Como funciona o Ranking da FIFA e o cálculo dos pontos
Entenda o método baseado no Elo que define a posição de cada seleção no mundo
O Ranking da FIFA é a lista oficial que ordena as seleções masculinas de futebol do mundo, da mais forte para a mais fraca, com base em uma pontuação. Ele existe desde 1993 e é atualizado ao longo do ano, normalmente depois de cada janela de jogos das seleções. Mais do que uma tabela de prestígio, o ranking tem função prática: a FIFA o usa para definir os potes dos sorteios de grandes competições, como a Copa do Mundo. Estar bem colocado costuma render um caminho mais fácil, porque as seleções mais bem ranqueadas são separadas para não se enfrentarem logo na primeira fase.

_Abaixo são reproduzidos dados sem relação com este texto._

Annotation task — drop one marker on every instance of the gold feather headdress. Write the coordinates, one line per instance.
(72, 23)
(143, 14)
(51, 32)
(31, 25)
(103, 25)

O grande divisor de águas foi 2018. Depois da Copa do Mundo daquele ano, a FIFA trocou o antigo modelo, que fazia médias de pontos, por um sistema baseado no método Elo, o mesmo tipo de cálculo usado há décadas no xadrez. A diferença central é que, no modelo atual, cada partida soma ou subtrai pontos diretamente do total anterior da seleção. Não existe mais uma média anual que 'apaga' resultados antigos: o que vale é o acúmulo, jogo a jogo, ao longo do tempo.
A conta parte de uma fórmula simples. A nova pontuação de uma seleção é igual à pontuação que ela já tinha, mais o peso do jogo multiplicado pela diferença entre o resultado real e o resultado esperado. Em termos práticos: pega-se o que a seleção tinha, soma-se (ou subtrai-se) o que aquela partida específica valeu. Vitória conta como resultado 1, empate como 0,5 e derrota como 0. Se o time rende mais do que o esperado, ganha pontos; se rende menos, perde.
O 'peso do jogo' é o que faz um amistoso valer muito menos que uma final de Copa. A FIFA dá a cada tipo de partida um coeficiente de importância. Amistosos fora das datas oficiais têm o peso mais baixo, enquanto jogos das eliminatórias ficam num patamar intermediário. No topo estão as partidas de Copa do Mundo, que são as que mais movimentam o ranking, com as fases finais do Mundial recebendo o maior peso de todos. Por isso uma boa campanha na Copa pode disparar uma seleção várias posições para cima.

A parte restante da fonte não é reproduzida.